Time for a progress update, pitiful though it is.

I had a small amount of success in that I sifted through all my ideas and managed to choose my first project. I’ll describe it in more detail another time. It won’t be a game in the strictest sense, but it’ll be made up of the same building blocks. More importantly, it’s iteration-friendly: I can build it up piece by piece, learning as I go. It can be as small and simple or as grand and ridiculously complex as I’d like.

Perfect! Let’s get started.

I sat down and created a blank Unreal Engine project. For my first task, all I had to do was create a ground plane and a box. That simple exercise would teach me about how Unreal handles units and scale. A short time later, I was all done.

Then something happened. I started looking around the editor, perusing all the billion-and-one settings and controls and options, and my mind went blank.

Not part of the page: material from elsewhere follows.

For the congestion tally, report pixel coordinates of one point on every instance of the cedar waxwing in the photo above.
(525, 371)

I imagine this is something akin to the first time a would-be pilot sits down in a real airplane cockpit. When most people imagine flying a plane, they probably think about the macro controls: the throttle, the directional stick, etc. The moment you see a real cockpit with its surprisingly vast array of gauges and switches and who knows what else, you realize there are many parameters you hadn’t considered. There’s so much you can’t hope to understand without the necessary experience and context. At best, all you can do is point and ask, “What’s that?

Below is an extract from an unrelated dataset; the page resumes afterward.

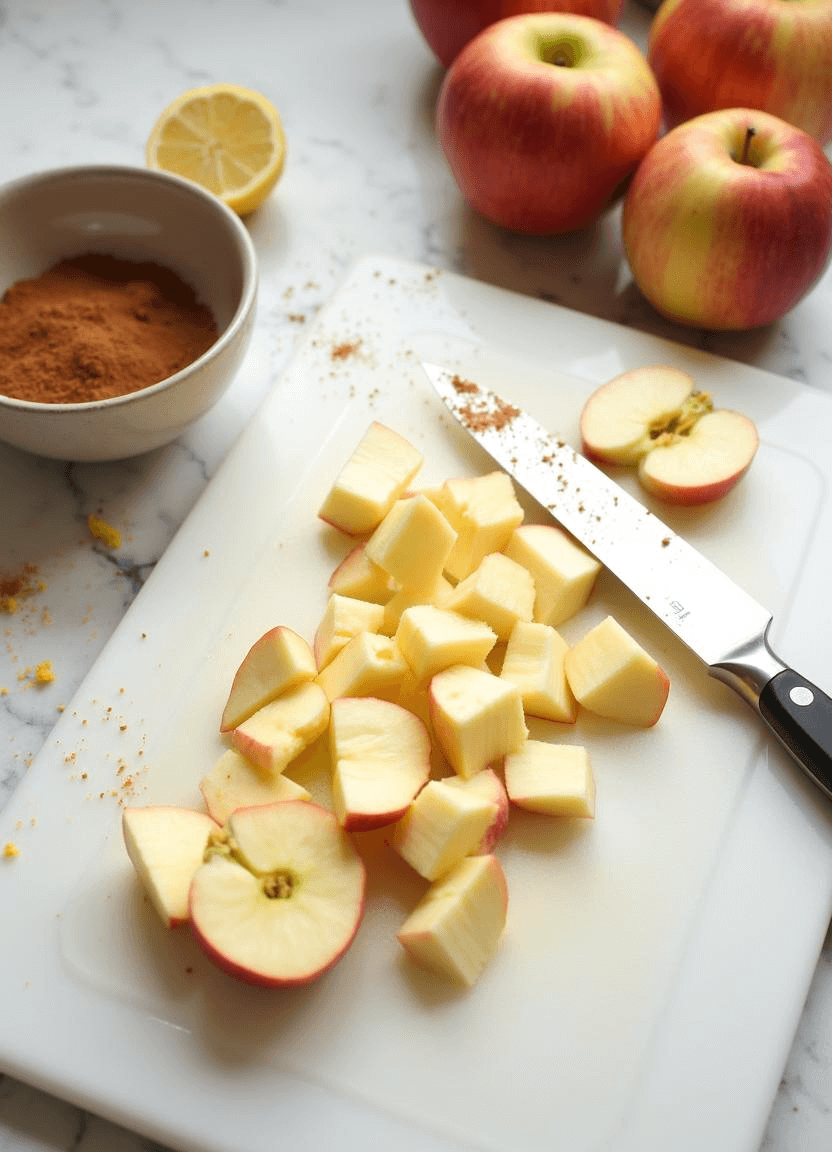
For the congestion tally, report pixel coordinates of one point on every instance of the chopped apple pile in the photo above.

That’s pretty much where I am right now.

I hate being in this position. It’s an inescapable fact that I’m going to have to be bad at this for a while. At best, my work will be sub-optimal. Flawed. I can’t tell you how much that annoys the perfectionist in me. So long as I keep moving forward, so long as I keep working, making mistakes and learning from them, I’ll be fine. It’s just going to take time and persistence.